Adam and Peter and Maddy looked at one another, as if wondering what sorts of things they could tell Sara’s mother. What sorts of things, they seemed to be asking silently, were okay to divulge? “I don’t know what you want to hear about, Mrs. Swerdlow,” said Maddy. “I mean, I don’t really know what you knew or didn’t know. And I also don’t know what would even interest you.”
“It all interests me,” said Natalie. “Please, fire away. Anything that occurs to you about Sara, anything I might not know.”
There was a long silence. “I’m sorry,” said Adam, shrugging lightly. “Nothing’s occurring to us, I guess. If you could be more specific, that would be helpful.”
“Well,” said Natalie after a moment, “what about men?”
Men.
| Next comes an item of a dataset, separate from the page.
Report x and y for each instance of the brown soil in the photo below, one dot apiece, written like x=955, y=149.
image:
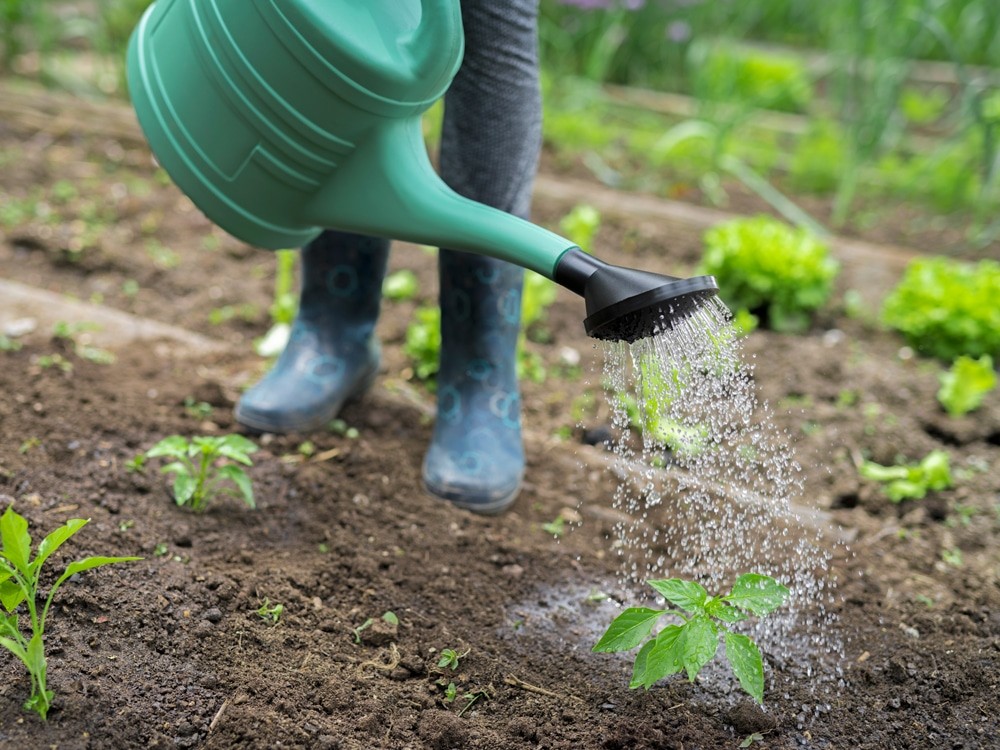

The friends looked at one another. What was there to say about Sara and men? Or, rather, what was there to say about Sara and men that they could tell her mother? “She told me a great deal, as you may already know,” Natalie said. “We weren’t shy with each other that way. But I’m certain that there were things she could only tell her friends, things that she wouldn’t tell me. And I want to know why her life was the way it was. Her love life. Why she never settled down.” Her gaze shifted to Adam.